Né en 1948, disparu en 2020, Bernard Moulin est venu à la linguistique par un détour assez commun… les mathématiques, dont il fut agrégé. Pompeu Fabre, le grand lexicographe catalan, lui-même était chimiste, à la base, a rappelé Domergue Sumien, linguiste aussi et baile du Consèu de la Lenga occitana, lors d’un hommage public que l’Institut d’Estudis Occitans de Provence a rendu à Bernat Moulin samedi 23 septembre 2023 à l’Ostau de Provença d’Aix, sa ville.

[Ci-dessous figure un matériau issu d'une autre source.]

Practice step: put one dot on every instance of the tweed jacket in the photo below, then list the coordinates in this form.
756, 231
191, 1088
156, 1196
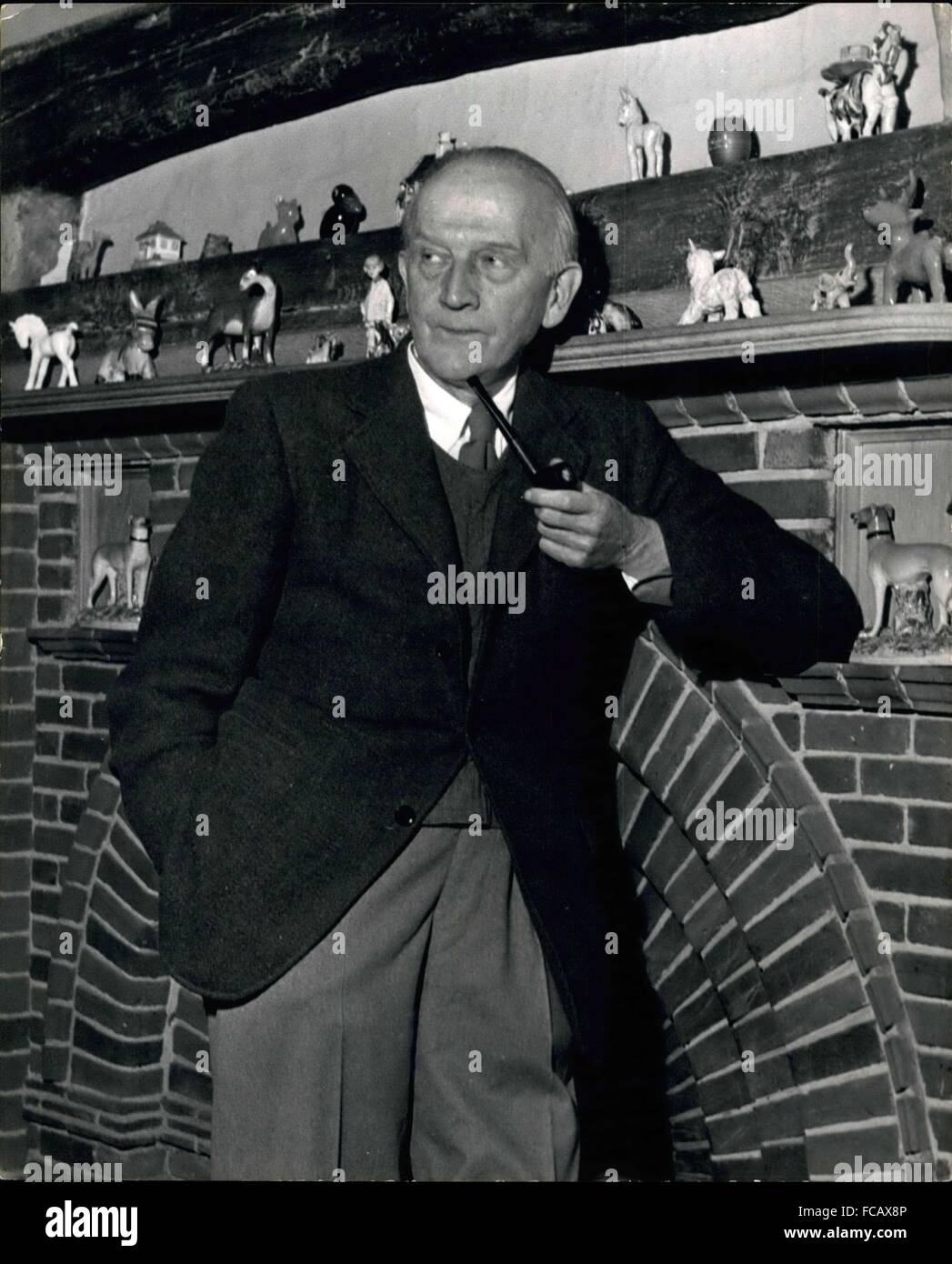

Il y enseigna, les mathématiques, donc, le plus souvent à des classes préparatoires post-bac, e parallèlement il participait, avec une discrétion presque absolue, aux travaux de l’Institut d’Estudis Occitans.
Humble autant que rigoureux
Mais encore, et toujours avec humilité et respect, il donnait son avis aux écrivain.e.s qui lui confiaient leur manuscrit. Il ne changeait pas l’écrit, mais signalait les incohérences, qu’elles soient dialectales ou syntaxiques, et avec la retenue que tous lui ont connue et reconnue.
En 2012-2013 il participa durant quelques mois au travail de correction d’Aquò d’Aquí. Sa rigueur, parfois pointilleuse, consistait à chasser ce qui n’était pas attesté. Pour lui, il y avait trois catégories dans l’occitan de Provence écrit : ce qui était attesté par d’autres auteurs sérieux, le reste, et l’incohérent.
Il avait aussi beaucoup écouté Guiu Martin, dont l'érudition du provençal réel a profité à plus d'un au cours des années 1970-2000.
Qui va piano va sano
Bernat Moulin travaillait lentement car il n’affirmait rien que de certain. C’est ce qui fait la richesse de son travail, et c’est aussi ce qui le destinait peu à poursuivre longtemps la collaboration avec un journal par définition sans cesse sur le qui vive. De loin en loin néanmoins, nous le questionnions, quand le doute nous saisissait.
Les divers intervenants, ce samedi à l’Ostau de Provença, ont dressé le portrait d’un homme discret, affable, rigoureux, attentif, auquel il fallait s’attacher pour le comprendre et, derrière sa timidité, saisir toute sa richesse. Joan Saubrement (décédé en 2015), un jour me dit à son propos : « j’ai appris à le connaître, et j’ai bien fait de m’y intéresser, car l’homme est plus grand que ce qu’il veut bien montrer ».
Référent des dictionnaires en ligne
Bien sûr nous laisserons la paroles à d’autres dans notre prochain magazine, pour évoquer et l’homme, et le lexicographe.
En attendant, vous pourrez profiter de son œuvre sur les sites web du Congrés permanent de la langue occitane et de l’IEO Paca.